Covariance is a measure of how much two random variables change together. If two variables have high covariance, they tend to change in the same direction together. In the context of our Poisson-based queueing system, covariance plays a role in understanding how two time intervals are related.
In Poisson processes, we calculate covariance based on the assumption of independent increments. This means that the events (customer arrivals) in non-overlapping time intervals are independent, resulting in a zero covariance for these periods.
Precisely, for a Poisson process with rate \( \lambda \), if we have two intervals such \( X(t) \) and \( Y(s) \) which are independent increments, their covariance is:
\[ \text{Cov}(X(t), Y(s)) = 0 \]
This zero covariance is the property that allows us to substitute directly when calculating the correlation coefficient between two intervals \( X(t) \) and \( X(t+s) \).

Role of Independent Increments

Independent increments are a core concept in Poisson and many other stochastic processes. They refer to the idea that events occurring in non-overlapping time intervals do not affect each other, meaning the arrival during one interval does not influence the number of arrivals in another.
For our queueing system, this principle simplifies analysis since it implies that arrivals in different intervals can be considered separately when calculating probabilities and statistics. It holds that:

• For any two intervals \( (0, t] \) and \( (t, t+s] \), the number of arrivals is independent.
• Covariance between independent increments is zero, i.e., \( \text{Cov}(X(t), Y(s)) = 0 \).
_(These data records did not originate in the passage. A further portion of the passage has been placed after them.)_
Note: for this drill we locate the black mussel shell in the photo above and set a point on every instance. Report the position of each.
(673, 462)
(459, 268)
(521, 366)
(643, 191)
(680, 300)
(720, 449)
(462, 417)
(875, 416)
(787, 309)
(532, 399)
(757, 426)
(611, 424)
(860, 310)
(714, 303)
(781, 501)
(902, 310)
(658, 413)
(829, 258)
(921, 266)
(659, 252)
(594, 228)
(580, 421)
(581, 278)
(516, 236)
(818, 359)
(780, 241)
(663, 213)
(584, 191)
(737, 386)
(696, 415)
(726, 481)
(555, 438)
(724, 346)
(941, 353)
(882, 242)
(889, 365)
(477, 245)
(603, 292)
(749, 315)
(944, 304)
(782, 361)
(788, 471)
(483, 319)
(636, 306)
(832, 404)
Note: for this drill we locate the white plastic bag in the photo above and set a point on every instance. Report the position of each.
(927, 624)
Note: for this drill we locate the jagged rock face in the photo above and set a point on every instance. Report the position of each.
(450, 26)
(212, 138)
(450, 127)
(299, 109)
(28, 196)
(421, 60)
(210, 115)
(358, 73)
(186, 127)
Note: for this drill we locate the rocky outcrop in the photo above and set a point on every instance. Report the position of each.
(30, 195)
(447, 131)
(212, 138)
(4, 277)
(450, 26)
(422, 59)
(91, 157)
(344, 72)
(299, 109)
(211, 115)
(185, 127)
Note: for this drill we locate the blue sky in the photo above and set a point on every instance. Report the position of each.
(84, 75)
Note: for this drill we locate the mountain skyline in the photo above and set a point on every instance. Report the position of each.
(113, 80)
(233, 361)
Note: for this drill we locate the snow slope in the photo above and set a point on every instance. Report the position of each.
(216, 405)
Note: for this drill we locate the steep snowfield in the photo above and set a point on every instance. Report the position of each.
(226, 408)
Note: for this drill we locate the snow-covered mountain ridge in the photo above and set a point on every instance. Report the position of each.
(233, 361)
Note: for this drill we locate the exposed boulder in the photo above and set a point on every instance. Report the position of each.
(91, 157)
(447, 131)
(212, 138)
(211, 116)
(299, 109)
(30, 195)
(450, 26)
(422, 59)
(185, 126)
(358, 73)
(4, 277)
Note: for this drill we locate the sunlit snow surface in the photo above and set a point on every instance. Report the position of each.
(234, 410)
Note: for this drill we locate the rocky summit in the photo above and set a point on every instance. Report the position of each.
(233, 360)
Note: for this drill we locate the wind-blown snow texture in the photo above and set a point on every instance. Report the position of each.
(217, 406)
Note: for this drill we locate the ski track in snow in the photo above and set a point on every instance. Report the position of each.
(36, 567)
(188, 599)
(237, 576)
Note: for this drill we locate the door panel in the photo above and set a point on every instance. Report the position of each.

Understanding independent increments is pivotal as it impacts how we compute other measures like expectation, variance, and ultimately the correlation coefficient. The independence of increments is what makes the Poisson process both practical and powerful for modeling many real-life situations where phenomena occur randomly yet with a predictable average rate.